Великий поэт уважает Логос и считает его своим кормильцем, в то время как философ критикует Логос, считая его источником зла. Их диалог в реальности и виртуальности, который проходил в течение кризисного года для России и Европы, становится основой для книги, отражающей дух времени - "Цейтнот".

Добавленная информация: в мире, где культурные различия становятся все более заметными, важно найти общие точки соприкосновения, чтобы понять и принять друг друга. В свете событий последних лет диалог между двумя разными менталитетами может быть особенно актуален и ценен.

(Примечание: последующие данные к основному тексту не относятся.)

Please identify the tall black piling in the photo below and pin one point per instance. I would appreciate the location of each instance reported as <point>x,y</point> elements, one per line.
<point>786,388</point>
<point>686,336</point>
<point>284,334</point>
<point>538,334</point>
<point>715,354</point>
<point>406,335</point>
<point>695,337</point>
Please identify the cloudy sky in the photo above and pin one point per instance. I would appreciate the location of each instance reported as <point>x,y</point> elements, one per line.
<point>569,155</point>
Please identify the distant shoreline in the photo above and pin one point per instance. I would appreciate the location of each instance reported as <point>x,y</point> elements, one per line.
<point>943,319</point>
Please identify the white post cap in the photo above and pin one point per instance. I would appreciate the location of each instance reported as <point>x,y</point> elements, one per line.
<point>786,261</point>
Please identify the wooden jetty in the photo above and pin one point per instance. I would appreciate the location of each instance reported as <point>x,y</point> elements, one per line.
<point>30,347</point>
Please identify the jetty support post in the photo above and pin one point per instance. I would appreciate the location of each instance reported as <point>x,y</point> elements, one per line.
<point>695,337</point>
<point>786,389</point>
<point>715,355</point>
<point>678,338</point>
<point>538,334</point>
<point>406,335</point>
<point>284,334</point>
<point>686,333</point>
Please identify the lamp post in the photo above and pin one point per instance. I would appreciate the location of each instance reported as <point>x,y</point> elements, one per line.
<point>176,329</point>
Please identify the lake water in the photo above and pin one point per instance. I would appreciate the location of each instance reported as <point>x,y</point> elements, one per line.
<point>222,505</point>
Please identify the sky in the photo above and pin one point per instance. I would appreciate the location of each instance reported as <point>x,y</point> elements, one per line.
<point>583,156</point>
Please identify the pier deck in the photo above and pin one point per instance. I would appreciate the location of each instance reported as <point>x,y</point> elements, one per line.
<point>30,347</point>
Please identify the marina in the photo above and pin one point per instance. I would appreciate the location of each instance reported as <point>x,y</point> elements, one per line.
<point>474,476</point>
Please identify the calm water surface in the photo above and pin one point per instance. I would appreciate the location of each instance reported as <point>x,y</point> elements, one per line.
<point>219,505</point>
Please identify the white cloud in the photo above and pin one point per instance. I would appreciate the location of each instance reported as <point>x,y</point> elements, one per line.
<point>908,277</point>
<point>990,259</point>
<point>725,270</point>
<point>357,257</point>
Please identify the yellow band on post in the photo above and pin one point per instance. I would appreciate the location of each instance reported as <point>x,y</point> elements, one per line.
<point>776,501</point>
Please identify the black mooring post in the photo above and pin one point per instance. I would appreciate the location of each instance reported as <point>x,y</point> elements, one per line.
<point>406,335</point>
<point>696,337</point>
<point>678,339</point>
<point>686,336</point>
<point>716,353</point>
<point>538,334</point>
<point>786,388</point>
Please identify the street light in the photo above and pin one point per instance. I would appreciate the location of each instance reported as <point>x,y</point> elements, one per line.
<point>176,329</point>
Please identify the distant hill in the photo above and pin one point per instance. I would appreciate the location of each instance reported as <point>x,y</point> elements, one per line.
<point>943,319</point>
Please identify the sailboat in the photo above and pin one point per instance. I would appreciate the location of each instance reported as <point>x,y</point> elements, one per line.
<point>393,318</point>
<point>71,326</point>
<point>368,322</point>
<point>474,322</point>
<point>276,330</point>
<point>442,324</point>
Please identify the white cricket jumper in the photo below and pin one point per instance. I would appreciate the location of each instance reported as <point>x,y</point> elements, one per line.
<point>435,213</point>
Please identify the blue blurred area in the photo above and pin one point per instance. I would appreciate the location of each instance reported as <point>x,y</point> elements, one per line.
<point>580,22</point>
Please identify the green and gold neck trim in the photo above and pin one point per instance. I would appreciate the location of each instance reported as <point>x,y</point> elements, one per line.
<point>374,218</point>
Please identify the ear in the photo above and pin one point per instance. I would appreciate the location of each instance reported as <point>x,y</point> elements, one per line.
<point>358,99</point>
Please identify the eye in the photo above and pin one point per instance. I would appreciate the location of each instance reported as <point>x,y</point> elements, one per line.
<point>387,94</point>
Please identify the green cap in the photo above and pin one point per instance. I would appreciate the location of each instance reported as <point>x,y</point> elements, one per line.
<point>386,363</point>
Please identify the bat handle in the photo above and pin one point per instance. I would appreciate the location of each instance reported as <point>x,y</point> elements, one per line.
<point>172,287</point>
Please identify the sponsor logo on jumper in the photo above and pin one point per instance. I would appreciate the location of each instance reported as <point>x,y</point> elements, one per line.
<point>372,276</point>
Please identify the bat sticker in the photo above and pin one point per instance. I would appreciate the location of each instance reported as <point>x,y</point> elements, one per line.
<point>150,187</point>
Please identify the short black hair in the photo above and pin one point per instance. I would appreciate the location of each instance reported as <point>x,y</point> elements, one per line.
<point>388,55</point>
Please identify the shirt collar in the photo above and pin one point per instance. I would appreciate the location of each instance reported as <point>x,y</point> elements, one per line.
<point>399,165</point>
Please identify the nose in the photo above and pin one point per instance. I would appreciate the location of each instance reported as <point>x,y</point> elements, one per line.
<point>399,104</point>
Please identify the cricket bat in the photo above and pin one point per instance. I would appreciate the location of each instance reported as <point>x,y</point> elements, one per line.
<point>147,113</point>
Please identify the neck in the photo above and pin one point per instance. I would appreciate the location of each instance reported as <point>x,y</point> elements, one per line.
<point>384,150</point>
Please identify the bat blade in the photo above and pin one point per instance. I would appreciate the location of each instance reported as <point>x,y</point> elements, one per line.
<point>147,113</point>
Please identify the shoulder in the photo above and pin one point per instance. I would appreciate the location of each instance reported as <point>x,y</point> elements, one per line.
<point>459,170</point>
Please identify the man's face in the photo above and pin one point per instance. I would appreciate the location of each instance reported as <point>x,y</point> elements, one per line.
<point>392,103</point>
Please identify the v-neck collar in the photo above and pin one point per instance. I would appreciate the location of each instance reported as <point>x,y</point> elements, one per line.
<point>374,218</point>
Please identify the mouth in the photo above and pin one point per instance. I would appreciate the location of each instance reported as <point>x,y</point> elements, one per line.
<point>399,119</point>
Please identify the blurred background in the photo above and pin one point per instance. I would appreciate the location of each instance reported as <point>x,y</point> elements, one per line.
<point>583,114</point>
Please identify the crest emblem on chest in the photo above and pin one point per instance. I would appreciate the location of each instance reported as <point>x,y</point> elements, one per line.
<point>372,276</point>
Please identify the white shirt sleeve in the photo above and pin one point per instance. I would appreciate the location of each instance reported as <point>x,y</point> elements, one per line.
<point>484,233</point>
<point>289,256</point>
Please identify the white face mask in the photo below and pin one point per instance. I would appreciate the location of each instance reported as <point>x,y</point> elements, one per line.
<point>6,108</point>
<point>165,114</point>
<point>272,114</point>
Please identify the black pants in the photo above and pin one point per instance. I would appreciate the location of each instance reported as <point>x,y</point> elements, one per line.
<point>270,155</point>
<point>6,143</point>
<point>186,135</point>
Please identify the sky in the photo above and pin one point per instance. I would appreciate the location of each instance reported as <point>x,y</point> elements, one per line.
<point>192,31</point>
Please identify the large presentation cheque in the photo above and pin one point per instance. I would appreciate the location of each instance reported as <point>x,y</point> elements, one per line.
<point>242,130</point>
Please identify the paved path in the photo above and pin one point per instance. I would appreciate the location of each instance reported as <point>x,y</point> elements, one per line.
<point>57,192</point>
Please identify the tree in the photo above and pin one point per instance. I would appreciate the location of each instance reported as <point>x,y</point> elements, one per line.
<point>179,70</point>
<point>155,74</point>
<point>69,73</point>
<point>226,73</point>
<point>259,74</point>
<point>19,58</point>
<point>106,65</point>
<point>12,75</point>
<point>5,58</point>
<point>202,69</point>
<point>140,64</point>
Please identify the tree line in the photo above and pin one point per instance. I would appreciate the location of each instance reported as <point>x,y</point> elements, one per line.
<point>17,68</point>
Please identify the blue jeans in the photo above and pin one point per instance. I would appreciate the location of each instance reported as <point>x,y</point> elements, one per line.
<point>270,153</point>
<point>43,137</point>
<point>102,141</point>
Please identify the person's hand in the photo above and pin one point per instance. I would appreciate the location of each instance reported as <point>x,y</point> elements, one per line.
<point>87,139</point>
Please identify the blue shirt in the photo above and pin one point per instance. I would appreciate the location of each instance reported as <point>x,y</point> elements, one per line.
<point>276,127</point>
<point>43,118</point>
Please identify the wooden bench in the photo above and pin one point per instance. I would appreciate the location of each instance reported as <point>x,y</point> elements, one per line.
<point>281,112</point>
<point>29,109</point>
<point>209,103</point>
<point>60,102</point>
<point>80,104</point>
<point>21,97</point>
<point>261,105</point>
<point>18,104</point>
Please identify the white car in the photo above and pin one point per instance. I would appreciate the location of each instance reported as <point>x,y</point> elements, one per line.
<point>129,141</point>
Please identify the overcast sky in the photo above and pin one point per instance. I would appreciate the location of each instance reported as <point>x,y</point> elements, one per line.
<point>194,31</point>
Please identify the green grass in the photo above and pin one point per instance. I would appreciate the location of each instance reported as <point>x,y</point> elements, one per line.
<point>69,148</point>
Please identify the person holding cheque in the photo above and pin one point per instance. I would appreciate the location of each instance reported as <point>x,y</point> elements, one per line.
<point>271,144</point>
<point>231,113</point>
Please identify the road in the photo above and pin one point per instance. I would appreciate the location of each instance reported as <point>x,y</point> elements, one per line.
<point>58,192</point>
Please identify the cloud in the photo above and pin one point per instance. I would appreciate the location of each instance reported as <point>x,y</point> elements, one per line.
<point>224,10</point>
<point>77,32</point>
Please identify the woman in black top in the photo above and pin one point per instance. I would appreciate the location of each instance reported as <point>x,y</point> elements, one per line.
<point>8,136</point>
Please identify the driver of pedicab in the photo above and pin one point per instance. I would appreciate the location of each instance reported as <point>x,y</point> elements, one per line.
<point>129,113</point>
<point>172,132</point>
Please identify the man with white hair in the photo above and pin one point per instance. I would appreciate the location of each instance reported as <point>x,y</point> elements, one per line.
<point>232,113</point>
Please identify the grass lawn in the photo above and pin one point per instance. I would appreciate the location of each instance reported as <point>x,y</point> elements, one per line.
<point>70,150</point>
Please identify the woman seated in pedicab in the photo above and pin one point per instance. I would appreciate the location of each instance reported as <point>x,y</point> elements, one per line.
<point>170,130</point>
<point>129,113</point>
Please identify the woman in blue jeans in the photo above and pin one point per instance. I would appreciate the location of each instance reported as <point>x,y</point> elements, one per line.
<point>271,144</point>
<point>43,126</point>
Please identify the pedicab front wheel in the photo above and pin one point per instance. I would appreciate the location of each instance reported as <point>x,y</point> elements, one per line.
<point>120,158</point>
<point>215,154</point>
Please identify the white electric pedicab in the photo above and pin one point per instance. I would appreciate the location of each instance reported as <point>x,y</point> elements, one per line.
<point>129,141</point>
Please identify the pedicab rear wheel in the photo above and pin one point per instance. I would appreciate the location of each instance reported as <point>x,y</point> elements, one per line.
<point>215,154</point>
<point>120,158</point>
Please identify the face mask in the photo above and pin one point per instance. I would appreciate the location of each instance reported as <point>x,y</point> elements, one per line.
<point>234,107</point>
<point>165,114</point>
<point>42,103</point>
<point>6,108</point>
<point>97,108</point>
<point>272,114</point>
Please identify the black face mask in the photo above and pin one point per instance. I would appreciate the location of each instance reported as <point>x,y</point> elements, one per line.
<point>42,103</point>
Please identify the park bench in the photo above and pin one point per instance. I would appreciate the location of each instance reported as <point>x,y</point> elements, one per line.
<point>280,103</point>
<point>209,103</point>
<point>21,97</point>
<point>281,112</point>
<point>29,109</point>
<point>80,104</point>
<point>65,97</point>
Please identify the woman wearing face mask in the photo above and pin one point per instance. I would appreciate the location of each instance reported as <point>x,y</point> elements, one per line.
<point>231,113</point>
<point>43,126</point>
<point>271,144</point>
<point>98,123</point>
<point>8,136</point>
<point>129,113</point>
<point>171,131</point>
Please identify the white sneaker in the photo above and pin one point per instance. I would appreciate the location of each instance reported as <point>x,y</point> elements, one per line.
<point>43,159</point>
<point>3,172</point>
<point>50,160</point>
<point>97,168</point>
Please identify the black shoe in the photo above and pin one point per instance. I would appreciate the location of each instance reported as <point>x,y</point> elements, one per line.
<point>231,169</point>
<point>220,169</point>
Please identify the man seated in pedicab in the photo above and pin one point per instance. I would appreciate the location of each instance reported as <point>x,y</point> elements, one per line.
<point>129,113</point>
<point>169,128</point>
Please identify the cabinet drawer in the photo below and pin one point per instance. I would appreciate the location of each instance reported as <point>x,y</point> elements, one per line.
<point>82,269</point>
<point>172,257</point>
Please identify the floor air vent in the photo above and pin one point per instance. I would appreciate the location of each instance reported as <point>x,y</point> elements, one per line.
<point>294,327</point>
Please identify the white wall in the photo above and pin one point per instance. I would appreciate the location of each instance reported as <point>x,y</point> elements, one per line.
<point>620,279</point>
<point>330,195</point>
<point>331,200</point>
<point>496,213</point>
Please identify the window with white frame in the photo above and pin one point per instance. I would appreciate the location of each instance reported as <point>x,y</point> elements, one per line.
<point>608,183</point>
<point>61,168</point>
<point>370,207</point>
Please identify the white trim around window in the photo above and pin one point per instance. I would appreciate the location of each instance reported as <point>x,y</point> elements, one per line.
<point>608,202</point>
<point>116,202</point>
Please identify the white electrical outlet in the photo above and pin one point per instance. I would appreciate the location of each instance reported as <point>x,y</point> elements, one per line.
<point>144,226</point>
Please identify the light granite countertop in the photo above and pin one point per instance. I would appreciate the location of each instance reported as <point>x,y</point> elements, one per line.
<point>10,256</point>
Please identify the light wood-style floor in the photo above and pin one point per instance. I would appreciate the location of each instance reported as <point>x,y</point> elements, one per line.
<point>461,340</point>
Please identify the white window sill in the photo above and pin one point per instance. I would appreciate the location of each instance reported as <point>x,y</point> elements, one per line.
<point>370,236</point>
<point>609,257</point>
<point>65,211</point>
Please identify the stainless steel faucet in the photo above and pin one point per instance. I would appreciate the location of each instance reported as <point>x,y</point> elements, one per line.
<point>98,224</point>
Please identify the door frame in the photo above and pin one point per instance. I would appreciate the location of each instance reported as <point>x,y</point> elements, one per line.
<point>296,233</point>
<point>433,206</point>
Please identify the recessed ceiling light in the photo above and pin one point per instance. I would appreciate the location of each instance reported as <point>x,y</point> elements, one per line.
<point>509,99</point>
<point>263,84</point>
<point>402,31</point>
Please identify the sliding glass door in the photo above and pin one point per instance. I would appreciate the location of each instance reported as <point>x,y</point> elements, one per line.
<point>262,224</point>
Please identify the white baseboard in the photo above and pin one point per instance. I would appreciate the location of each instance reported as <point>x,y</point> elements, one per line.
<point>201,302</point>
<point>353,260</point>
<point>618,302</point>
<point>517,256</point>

Читать бесплатно онлайн Цейтнот. Диалог поэта и философа - Леон Цвасман, Глеб Юрьевич Шульпяков

© Издание. Оформление. ООО Группа Компаний «РИПОЛ классик», 2016

© Шульпяков Г., текст, 2016

© Красновский Я., художественное оформление серии, 2016

* * *

Избранные цитаты

«Размышляя об этом образе, мы можем определить не только немецкую романтику как ностальгию по шаманской душе, но также и прусскую технократию как воплощение воли без души. Мы увидим в этом образе инквизицию в ее паническом страхе пустоты. Ощутим эйфорию реформации и эстетику социализма. Осознать катастрофу нацизма мы не сможем, но заметим, что после нее в немецкой культуре исчезло живое слово. Мы смутимся от циничной истерии феминизма. Оценим изящную магию гомеопатии (а по ходу – и умиротворение антропософии). И даже студенческую революцию 70-х, даже Евросоюз».


«Новозаветный Иосиф – ответственный отец, и это уже воплощенный образ, продукт социальной инженерии. Большинство немецких отцов много времени проводят с детьми, они поучают их похожими фразами и одинаковым манерам и даже одевают в любимую одежду от Джека Вольфскина. С прагматической точки зрения это изумительно. Но меня коробит эстетически, когда в такой степени клонируются люди по их социальной роли».


«Маргинальная культура Германии воистину прекрасна. Все эти “непророки” в своем отечестве – антропософы, анархисты. Просто не желающие быть признанными талантливые люди. Вечные студенты, бывшие профессора, дворянские дети, вундеркинды и гениальные иностранцы смешанного до запутанности происхождения. Поэты, музыканты, режиссеры, киношники. Иноземцы в своем отечестве».


«В Германии, где сращение города и деревни в пользу деревни считают великим достижением, мало кто знает, что большинство россиян, живущих среди океана природы, скучились в экологически мертвых городах. Это для европейца то же, что сидеть на мешке с апельсинами и питаться супом из окурков».


«Правда, через музыку, литературу и вообще благодаря шаманской памяти у немцев сформировалась ностальгия по этому типу еды, т. е. способность принять его. Она выразилась в современном культе “биопродуктов”. Ему же косвенно способствовал и еврейский пуризм, то есть принцип очищения и разделения пищи. Современные немецкие приверженцы биопитания пытаются восстановить первичное многообразие всего, что растет на этой земле, т. е. разнообразие географическое, ибо что растет на Рейне, не растет на Мозеле, не говоря о далеких землях».


«Я видел, как тебя удивило, что официант в кафе отказался положить в стакан с водой вторую дольку лимона – как ты попросил его. А это не только плохой немецкий сервис. Это принцип. Человек не может желать того, что нельзя стандартизировать. Это желание асоциально».


«Творческий стимул – это вовсе не раздутое эго. Это тот минимум личной ориентации в мире, который требуется человеку для самоопределения. Но свойство творческой энергии таково, что ее невозможно направить в специальное, полезное, например, русло. Поскольку любое творчество предполагает в первую очередь верность себе, а уж потом чему-то другому».


«В Германии у каждого поколения есть свои имена. Сейчас, например, популярно имя Леон, в нем закодирована некая открытость на романский юго-запад с его культом хорошей еды и мягким климатом. Девушку лет двадцати нередко зовут Сара или Надя – это взгляд на восток Европы под влиянием “ветра перемен” начала 90-х. Мужчин под пятьдесят называют Дитер или Вальтер, а женщин – Эльке или Уши (свойское от Ульрика), это отголоски демократичного севера с его эмансипацией, эгалитаризмом и социальностью. В первом послевоенном поколении (тех, кто должен был разгребать разруху) мальчиков часто называли Карл-Хайнц или – в регионах южнее Кельна – Йозеф, имя, распространенное именно в католических семьях».